History

Great Britain
- Name: Sovereign
- Builder: Edward Mosley, Howdon
- Launched: 1789
- Fate: Wrecked 22 January 1804

General characteristics
- Tons burthen: 382, or 395, or 430 (bm)
- Complement: 49
- Armament: 1803:8 × 4&12-pounder guns; 1804:10 guns + 2 × 12-pounder carronades;

= Sovereign (1789 ship) =

Sovereign was launched at Newcastle in 1789. She traded between London and South Carolina and then as a transport. In 1802 she became a Guineaman, i.e., a slave ship, in the triangular trade in enslaved people. She wrecked on 22 January 1804, as she was returning from the West Indies where she had landed her captives at Trinidad.

==Career==
Sovereign first appeared in Lloyd's Register (LR) in 1789.

| Year | Master | Owner | Trade | Source |
|---|---|---|---|---|
| 1789 | J.Benn | Brown | London–South Carolina | LR |

On 19 November 1791 as Sovereign was returning to London, she came across a brig on her side at . The brig had been abandoned and a strong wind was causing the seas to break over her. Sovereign arrived in the Downs on 26 November.

Lloyd's List reported on 14 November 1794, that Sovereign, Benn, master, was one of seven transports that had sailed to Toulon from Corsica as cartels, carrying prisoners. The transports were presumably carrying prisoners from the British capture of Corsica. When the vessels arrived at Toulon, the French detained them.

| Year | Master | Owner | Trade | Source |
|---|---|---|---|---|
| 1795 | J.Benn | Brown | London–South Carolina | LR |
| 1800 | Balmano | Brown & Co. | London transport | LR |
| 1802 | Balmano J.Ward | Brown & Co. | London transport London–Africa | LR |

Voyage transporting enslaved people (1802–Loss): Captain John Ward sailed from London on 7 November 1802. In 1802, 155 vessels sailed from English ports to Africa to acquire and transport enslaved people; 15 of these vessels sailed from London.
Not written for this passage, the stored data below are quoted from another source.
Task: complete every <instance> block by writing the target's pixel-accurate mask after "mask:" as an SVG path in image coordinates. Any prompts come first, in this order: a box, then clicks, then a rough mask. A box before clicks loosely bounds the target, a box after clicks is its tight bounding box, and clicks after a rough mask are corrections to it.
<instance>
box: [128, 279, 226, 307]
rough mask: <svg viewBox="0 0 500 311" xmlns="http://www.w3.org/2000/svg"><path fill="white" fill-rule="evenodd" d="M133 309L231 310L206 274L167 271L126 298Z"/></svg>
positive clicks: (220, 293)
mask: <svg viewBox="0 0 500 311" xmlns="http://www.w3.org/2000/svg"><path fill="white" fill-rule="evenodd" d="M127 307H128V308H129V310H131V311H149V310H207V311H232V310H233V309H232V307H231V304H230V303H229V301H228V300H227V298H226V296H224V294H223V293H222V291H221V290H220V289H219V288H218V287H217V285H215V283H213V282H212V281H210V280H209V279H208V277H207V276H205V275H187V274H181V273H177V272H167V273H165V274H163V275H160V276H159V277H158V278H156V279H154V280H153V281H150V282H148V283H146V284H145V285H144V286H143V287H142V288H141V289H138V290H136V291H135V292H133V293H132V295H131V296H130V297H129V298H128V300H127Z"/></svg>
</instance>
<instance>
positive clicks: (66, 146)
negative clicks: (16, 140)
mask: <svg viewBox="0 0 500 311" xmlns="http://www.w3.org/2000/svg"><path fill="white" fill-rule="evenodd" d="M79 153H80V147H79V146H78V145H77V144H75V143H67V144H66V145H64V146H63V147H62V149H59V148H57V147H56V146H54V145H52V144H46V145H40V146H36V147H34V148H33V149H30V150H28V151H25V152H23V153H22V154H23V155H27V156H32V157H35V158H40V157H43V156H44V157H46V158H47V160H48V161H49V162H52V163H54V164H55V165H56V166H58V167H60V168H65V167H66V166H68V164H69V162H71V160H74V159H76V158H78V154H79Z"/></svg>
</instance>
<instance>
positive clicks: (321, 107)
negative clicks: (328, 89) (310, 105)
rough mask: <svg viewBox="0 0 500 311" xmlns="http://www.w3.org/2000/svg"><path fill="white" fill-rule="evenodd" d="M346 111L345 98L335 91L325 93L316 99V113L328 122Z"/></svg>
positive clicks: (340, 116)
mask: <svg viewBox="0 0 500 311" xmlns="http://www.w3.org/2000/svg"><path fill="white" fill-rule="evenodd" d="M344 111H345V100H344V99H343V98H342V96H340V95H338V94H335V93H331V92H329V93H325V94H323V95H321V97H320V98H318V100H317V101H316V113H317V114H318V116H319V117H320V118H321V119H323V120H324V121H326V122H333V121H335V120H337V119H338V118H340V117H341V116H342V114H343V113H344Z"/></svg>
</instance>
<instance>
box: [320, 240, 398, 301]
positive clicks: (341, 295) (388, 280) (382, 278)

Sovereign acquired captives at Bonny. Ward was issued a letter of marque on 2 July 1803, but by that time he was dead. Lloyd's List (LL) reported on 3 September 1803, that Sovereign, late Ward, had arrived at Suriname from Africa and was bound for Trinidad. Ward had died while Sovereign was in Africa. She arrived at Trinidad on 22 July 1803 with 319 captives.

==Fate==
On 22 January 1804, Sovereign, B.Richardson, master, struck the Smith's Rocks, a submerged reef in the Irish Sea off Ballycotton, County Cork. She was about a mile from shore as she was coming from Trinidad and Tortola to London. She foundered within 10 minutes of striking the rock with most on board drowning. Casualty counts differed by report. One stated that eight of 37 people on board were saved. Another stated that 31 of the 40 people on board were lost. A third stated nine out of 35 were saved. Four of the people on board were passengers, three or four of whom were saved. She was carrying sugar, coffee, indigo, hides, and elephants' teeth (ivory).

By one account, five local men, led by a Dennis Flinn, took a boat out. Because of the weather, it took them several hours to reach the wreck even though it was not far away. When they reached the wreck they were able to rescue five men who had taken to one of her masts. Shortly thereafter, the mast fell overboard. When the weather abated, people on shore launched boats to retrieve whatever flotsam they could, to secret it.

In 1804, some 30 British vessels in the triangular trade were lost. At least one of these was lost on the homeward leg of her voyage. During the period 1793 to 1807, war, rather than maritime hazards or resistance by the captives, was the greatest cause of vessel losses among British enslaving vessels.